A Paris, l’équipe de Capital a suivi les militant·es de Zero Waste France au cours d’une action dans les fast-foods, visant à vérifier si les grandes enseignes respectent bien la loi. En effet, depuis le 1er janvier 2023, tous les restaurants de plus de 20 couverts ont l’obligation de servir les repas sur place dans de la vaisselle réemployable. Après avoir constaté sur le terrain que plus de la moitié des 286 établissements inspectés n’appliquaient pas la loi, l’association a interpellé les enseignes et demandé au ministère de la Transition écologique de renforcer les contrôles.
L’émission donne également la parole au lobby du papier-carton, qui maintient que la vaisselle jetable dans ce matériau est préférable pour l’environnement par rapport à la vaisselle réemployable en plastique choisie par certaines enseignes de restauration rapide. Un argumentaire basé sur des hypothèses de départ très discutables, que Zero Waste France avait déjà déconstruit auparavant.
Seconde vie des meubles : qui est responsable ?
Enfin, l’émission Capital sur M6 montre les dérives des filières REP (responsabilité élargie du producteur), et notamment celles de la REP ameublement. Si la filière affirme s’être fixé un objectif « zéro déchet » pour 2023, dans les faits, le recyclage est favorisé par rapport au réemploi, qui ne concerne qu’1% du mobilier collecté. De plus, les grandes chaînes de distribution de meubles se servent de la revente d’anciens meubles comme argument marketing pour pousser à l’achat de neuf.
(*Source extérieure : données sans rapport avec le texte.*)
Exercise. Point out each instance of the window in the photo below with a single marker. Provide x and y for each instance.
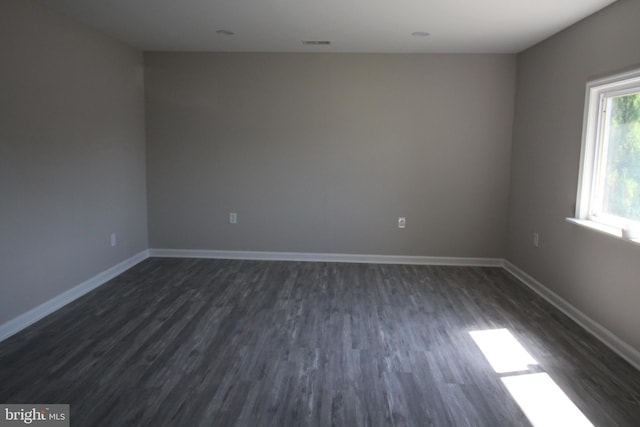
(609, 192)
Pour que le mobilier dure plus longtemps, Zero Waste France milite afin de faire de la responsabilité élargie du producteur (REP) un instrument au service du réemploi et de l’écoconception des meubles. Plus globalement, quelle que soit la filière, l’association demande l’ouverture d’une concertation sur la refonte de la gouvernance et la raison d’être de la REP.
Les fabricants et vendeurs de meubles sont aussi concernés par le soutien au fonds réparation, créé en 2020 par la loi anti-gaspillage. Malheureusement, le montant de ce fonds a été divisé par deux suite à l’intense lobbying de certains industriels, passant de 20 à 10% des coûts estimés de réparation. Zero Waste France et les Amis de la Terre France ont attaqué le décret qui acte cette décision par un recours déposé le 25 février 2022 devant le Conseil d’Etat.